While he waits for his posting to begin, Karkaria will be heading back to Cambodia to act as an election monitor

this summer. After that, the travelling aficionado and news junkie hopes that his new job, and all those after it, will send him off to exotic places around the globe.

“I’m very interested in working in foreign offices,” he said. “I guess I’ll always have an international perspective.”

- Scott McRae

   

Toula Tsifourdaris

Photo by Andrew Dobrowolskyj

Toula Tsifourdaris is flying high

Panagiota Tsifourdaris, known as Toula to her friends, carefully inspects the airplane every time she flies. She examines the flaps, scrutinizes the engine, and checks the wings. It’s not for fear of flying, though. Tsifourdaris is an aerodynamicist, a mechanical engineering PhD student with a penchant for planes.

While growing up in Greece, Tsifourdaris debated between a future career as a lawyer or an engineer. She chose the latter and moved halfway across the world to the aerospace capital — Montreal.

Since then, she has completed both her BEng and PhD at Concordia where she specialized in fluid dynamics.

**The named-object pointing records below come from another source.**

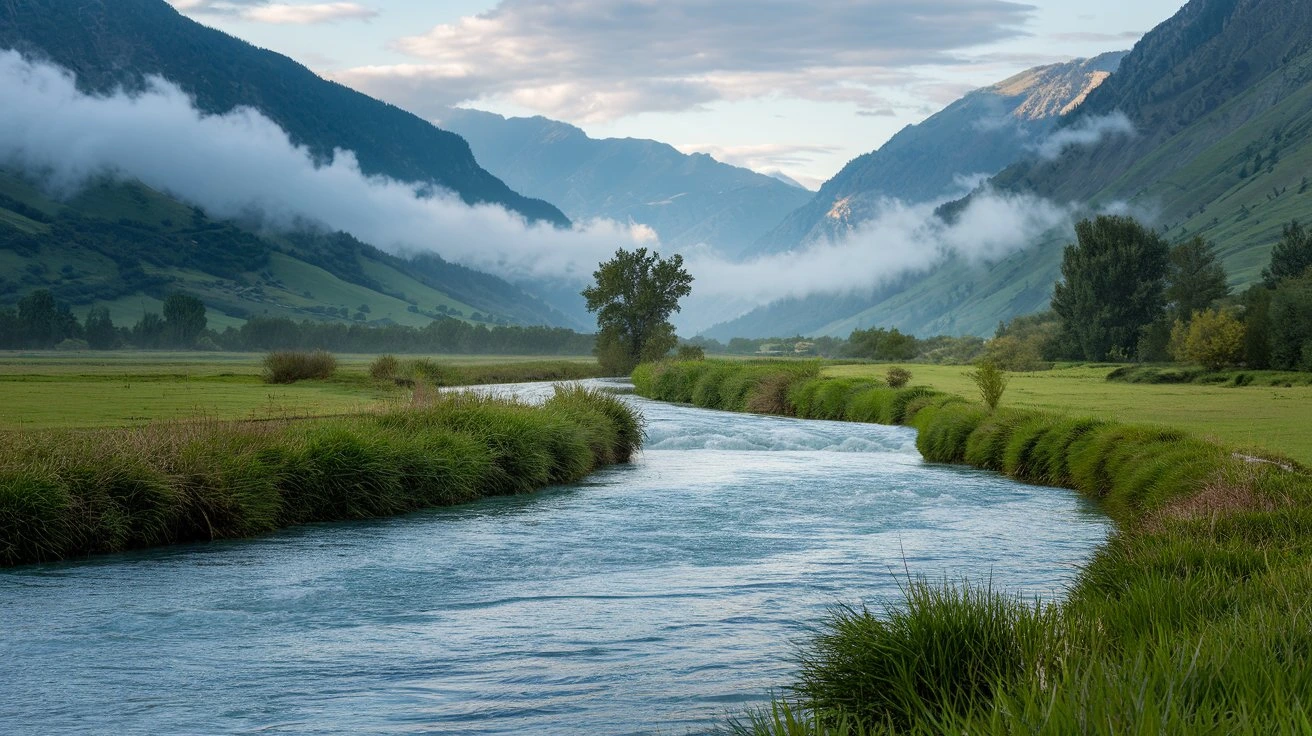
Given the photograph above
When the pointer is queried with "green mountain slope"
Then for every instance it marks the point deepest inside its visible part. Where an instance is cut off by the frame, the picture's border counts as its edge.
(125, 245)
(112, 43)
(1222, 99)
(685, 198)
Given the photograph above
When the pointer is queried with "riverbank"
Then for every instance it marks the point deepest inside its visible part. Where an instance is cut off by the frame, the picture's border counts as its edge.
(74, 492)
(1193, 618)
(1258, 412)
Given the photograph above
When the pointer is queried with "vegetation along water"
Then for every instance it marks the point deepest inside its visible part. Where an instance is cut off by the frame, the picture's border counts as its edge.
(1193, 618)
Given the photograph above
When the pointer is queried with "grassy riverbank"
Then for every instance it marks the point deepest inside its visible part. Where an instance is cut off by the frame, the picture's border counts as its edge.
(76, 390)
(72, 492)
(1194, 618)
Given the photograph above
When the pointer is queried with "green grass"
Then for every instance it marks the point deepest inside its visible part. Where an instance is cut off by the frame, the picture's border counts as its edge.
(118, 388)
(1194, 618)
(74, 492)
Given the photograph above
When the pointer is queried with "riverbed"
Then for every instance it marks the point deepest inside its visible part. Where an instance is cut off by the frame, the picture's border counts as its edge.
(657, 597)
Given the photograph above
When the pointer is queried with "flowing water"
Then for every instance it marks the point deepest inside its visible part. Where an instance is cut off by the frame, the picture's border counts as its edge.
(654, 598)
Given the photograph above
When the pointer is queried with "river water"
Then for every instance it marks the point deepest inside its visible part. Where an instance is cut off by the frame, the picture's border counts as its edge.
(654, 598)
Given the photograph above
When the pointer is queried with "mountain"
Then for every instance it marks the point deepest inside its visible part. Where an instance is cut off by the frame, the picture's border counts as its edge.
(112, 43)
(979, 134)
(686, 198)
(125, 247)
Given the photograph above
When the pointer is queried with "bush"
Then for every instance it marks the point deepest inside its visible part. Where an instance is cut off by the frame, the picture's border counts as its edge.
(1212, 339)
(991, 382)
(290, 366)
(898, 377)
(71, 493)
(385, 368)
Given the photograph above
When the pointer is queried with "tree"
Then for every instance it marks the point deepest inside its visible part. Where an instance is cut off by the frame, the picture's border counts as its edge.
(1113, 286)
(991, 381)
(100, 329)
(634, 295)
(43, 322)
(1212, 339)
(1291, 257)
(1195, 280)
(184, 319)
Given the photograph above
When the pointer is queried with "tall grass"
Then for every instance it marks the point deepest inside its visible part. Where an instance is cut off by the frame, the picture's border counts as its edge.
(76, 492)
(1194, 618)
(290, 366)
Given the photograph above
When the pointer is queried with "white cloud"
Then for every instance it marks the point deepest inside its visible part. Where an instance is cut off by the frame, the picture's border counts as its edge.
(281, 13)
(601, 59)
(240, 164)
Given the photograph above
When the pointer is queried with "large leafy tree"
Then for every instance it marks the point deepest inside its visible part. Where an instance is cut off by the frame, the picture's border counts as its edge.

Tsifourdaris studied the radial flow between two parallel discs and made enough of an impression on the elite aerospace firm of Pratt & Whitney Canada that she was hired last year.

“It’s one of the greatest technological companies in the world,” said Tsifourdaris. “I’m proud to be there.”

When she was hired, the company placed Tsifourdaris on the aerodynamic design team and she was given the responsibility of designing a vane on a new turbine engine. It was a great honour, but not without its share of stress.

Both her dissertation and the final design for the turbine component were due the same week, which made for long hours and little rest.

However, with long-distance support from her parents and the guidance of her supervisors, Georgios Vatistas and Wahid Ghaly, she got through her winter workload, earned her PhD and is looking forward to taking on the challenges of her new job.

“There’s always so much to learn,” she said. “I love being part of this industry.” She is going back to Greece this summer to visit her parents and give a
paper based on her thesis at a
conference.

- Scott McRae

   


Photo by
Robert Winters

Fiery Welcome

Graduating art students get ready for their end-of-year show, opening this weekend in the lobby of The Gazette at 245 St. Jacques St. W.

Left to right are Stephanie Prest, Elisabeth Hazell, both majors in Studio Arts, and Nadia Mazzone, a major in Art Education.

The artwork, by Hazell, is called Fiery Welcome, and is made with fibre-reactive dyes and opaque pigments on mercerized cotton. The Graduating Students Exhibition will wind up in style June 13, the day of Fine Arts Convocation, with a cocktail party.